Una nube de silenciosa tristeza ensombrece las miradas de los chicos, precoces a fuerza de miseria y desamparo.
Ya se está haciendo tarde y Rosa decide que es más prudente regresar con su grupo. Sumergida en sus pensamientos, la muchacha cruza la hilera de vehículos herrumbrados que marca el límite del campamento y se va al lugar donde ha quedado estacionado el autobús. Hay otros, pero no son de su gente. El suyo es de un azul brillante inconfundible. Y no lo ve. Cree, por un momento, que se ha equivocado de calle; pero, de hecho, hay una sola. La chica recorre de punta a punta la calle paralela al campamento y no hay ni rastro de él. Retorna al punto de partida y tampoco se topa con ninguno de sus compañeros de viaje. Se sienta a esperar a la vera del camino, paciente e inmóvil como perro que espera al dueño. Los ojos miran fijos, impertérritos, hacia el lado de la calle de donde debería venir, ya que en la otra punta es camino sin salida.
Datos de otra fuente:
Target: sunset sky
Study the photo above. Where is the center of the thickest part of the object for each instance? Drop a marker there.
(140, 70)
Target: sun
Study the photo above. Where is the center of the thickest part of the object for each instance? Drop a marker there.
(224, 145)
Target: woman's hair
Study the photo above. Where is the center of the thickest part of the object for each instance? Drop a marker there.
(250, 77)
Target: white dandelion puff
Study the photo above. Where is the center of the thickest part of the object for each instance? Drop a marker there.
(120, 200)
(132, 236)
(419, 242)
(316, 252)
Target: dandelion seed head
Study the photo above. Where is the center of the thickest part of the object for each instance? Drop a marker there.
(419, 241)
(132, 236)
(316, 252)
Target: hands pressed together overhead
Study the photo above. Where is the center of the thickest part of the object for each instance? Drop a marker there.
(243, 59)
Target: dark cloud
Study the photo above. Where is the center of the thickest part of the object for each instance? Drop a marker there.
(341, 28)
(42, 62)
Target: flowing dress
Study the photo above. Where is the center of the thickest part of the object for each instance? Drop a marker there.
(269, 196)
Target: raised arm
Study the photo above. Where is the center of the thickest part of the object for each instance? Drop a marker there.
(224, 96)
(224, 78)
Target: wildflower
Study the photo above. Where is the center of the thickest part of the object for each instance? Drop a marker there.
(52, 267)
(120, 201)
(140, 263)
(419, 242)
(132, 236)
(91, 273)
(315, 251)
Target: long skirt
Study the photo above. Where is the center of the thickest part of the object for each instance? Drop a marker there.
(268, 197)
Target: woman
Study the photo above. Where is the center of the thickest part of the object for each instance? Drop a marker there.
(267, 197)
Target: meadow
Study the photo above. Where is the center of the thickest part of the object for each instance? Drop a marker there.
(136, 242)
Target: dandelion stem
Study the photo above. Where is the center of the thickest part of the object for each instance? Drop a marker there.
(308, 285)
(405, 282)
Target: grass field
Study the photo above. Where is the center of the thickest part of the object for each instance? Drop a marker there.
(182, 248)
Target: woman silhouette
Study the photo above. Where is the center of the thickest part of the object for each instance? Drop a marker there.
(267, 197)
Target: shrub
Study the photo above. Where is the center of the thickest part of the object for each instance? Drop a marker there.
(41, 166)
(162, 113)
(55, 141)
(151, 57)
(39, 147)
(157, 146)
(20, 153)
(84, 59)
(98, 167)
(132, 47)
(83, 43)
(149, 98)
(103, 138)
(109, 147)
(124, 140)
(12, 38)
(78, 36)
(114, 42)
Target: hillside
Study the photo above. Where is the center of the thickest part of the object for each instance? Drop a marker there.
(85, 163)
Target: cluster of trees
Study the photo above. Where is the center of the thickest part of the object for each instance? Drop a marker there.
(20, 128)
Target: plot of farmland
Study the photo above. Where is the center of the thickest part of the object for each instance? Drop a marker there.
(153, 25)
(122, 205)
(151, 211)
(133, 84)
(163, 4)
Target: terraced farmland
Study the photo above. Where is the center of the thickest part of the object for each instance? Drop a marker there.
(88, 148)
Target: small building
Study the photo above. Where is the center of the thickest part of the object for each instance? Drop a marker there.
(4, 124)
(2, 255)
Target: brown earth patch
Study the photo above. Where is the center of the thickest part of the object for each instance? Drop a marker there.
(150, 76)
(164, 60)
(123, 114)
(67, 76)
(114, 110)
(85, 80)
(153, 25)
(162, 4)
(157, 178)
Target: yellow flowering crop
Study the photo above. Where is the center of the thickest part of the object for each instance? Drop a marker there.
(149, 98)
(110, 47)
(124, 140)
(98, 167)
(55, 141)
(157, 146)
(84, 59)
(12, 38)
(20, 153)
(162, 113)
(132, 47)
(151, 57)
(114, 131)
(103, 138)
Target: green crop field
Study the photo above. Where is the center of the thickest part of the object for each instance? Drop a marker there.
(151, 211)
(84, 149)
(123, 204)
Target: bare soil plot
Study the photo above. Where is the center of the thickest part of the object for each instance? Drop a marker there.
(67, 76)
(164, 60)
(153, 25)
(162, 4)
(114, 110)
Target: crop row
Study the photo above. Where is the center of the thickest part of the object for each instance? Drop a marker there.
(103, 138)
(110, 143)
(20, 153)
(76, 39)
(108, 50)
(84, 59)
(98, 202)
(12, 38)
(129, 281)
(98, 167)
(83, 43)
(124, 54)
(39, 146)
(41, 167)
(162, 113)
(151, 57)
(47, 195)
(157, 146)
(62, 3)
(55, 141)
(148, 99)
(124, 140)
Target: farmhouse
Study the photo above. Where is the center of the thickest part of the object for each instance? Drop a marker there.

Los minutos y las horas se alargan en creciente estado de preocupación. Ve el día volverse atardecer, el atardecer transformarse en noche, y la noche tornarse en desespero. Una sombra doliente cubre el mundo cuando Rosa se da cuenta de que no van a volver, que el grupo ha desaparecido, que su autobús azul se ha ido sin ella y se ha quedado sola. La noche circundante se le hace pavorosa y el mundo se le desploma.
Un latigazo de histeria la sacude. Está al borde de un abismo oscuro e infinito, mirando hacia su centro, y siente que ese abismo la está chupando hacia abajo, a un infierno gélido y desolado. Se acerca adonde estaban los niños harapientos, corriendo y tragándose un llanto a cada paso. Pero el llanto le da convulsiones. Cae de hinojos. Nota los huesos derretidos. Siente que se ahoga, que está como girando en un aire sin oxígeno y que se va a morir allí mismo, de falta de aire, arrodillada en la tierra de nadie.